Amanda Cassidy sat down with one mother to talk about her chronic illness and how she manages to coordinate family and career at the same time.
“You don’t look sick.” This is probably the most annoying statement I’ve heard during my experience of living with a chronic condition and invisible illness. To be fair, I don’t necessarily look sick, but I don’t look like me either. For eight years I have been living with a serious condition, but to the world, I don’t look sick; no visible signs that something is wrong.
My life looks pretty good to those looking in: I have a successful career, holding a global role with a multinational financial services company. I have a lovely and supportive family and two children. But I also carry a secret and it makes me different. People don’t see how my condition impacts me every day, the planning and organising I have to apply to everyday life to make sure I get through it.
They can’t understand what they can’t see.
An invisible illness
This condition has changed not only my life but that of my loved ones. How I approach both my home and work life has had to evolve so that I can have the best experience for me and my family.

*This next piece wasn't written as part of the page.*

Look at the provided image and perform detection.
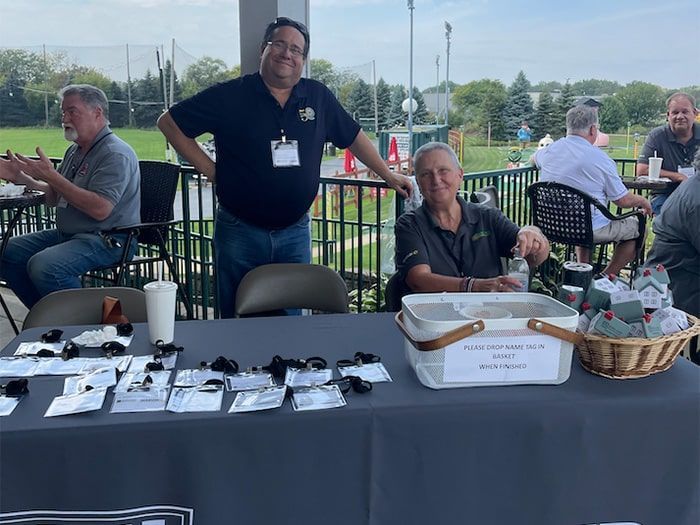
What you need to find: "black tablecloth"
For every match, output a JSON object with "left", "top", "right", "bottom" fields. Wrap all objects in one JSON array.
[{"left": 0, "top": 314, "right": 700, "bottom": 525}]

I am lucky in many ways, I have an amazing support structure in my husband, parents, siblings and even my children who help me every day. However, I have missed opportunities and I have lost friends, grown distant from others. Having an invisible illness looks like someone having lots of excuses to cancel.
Believe me, I wish I could go to every social event, but I have to plan ahead and take each day as it comes.
This was tiredness on a new level
I had always been full of energy and bubbly, loved socialising and being out with family and friends. But over the course of a year, I had turned into someone with no energy or desire to do anything; not what my husband had married and very confusing for my children.
Weekends became sleeping all day and night and constantly fighting the feeling of pure exhaustion. This was tiredness on a new level — I had zero energy, and it pained me to move or talk. This phase lasted about eight months, and then I began to feel a bit more normal. Sleep and rest were and are still a big part of my life but finally, I could manage to get through the day without needing to be asleep by 7 pm.
After dealing with the news, and talking with my husband and family, I felt in a good place until I thought of work and I was worried on how this would be received by those outside of my inner circle. What will people think? What will my colleagues and managers think and how will this impact my career?
Before my admission to hospital, I had hidden it all so well, playing it off as a bad viral infection. I certainly didn’t mention chronic autoimmune condition. I was afraid — afraid of the stigma and what might happen to my career plans.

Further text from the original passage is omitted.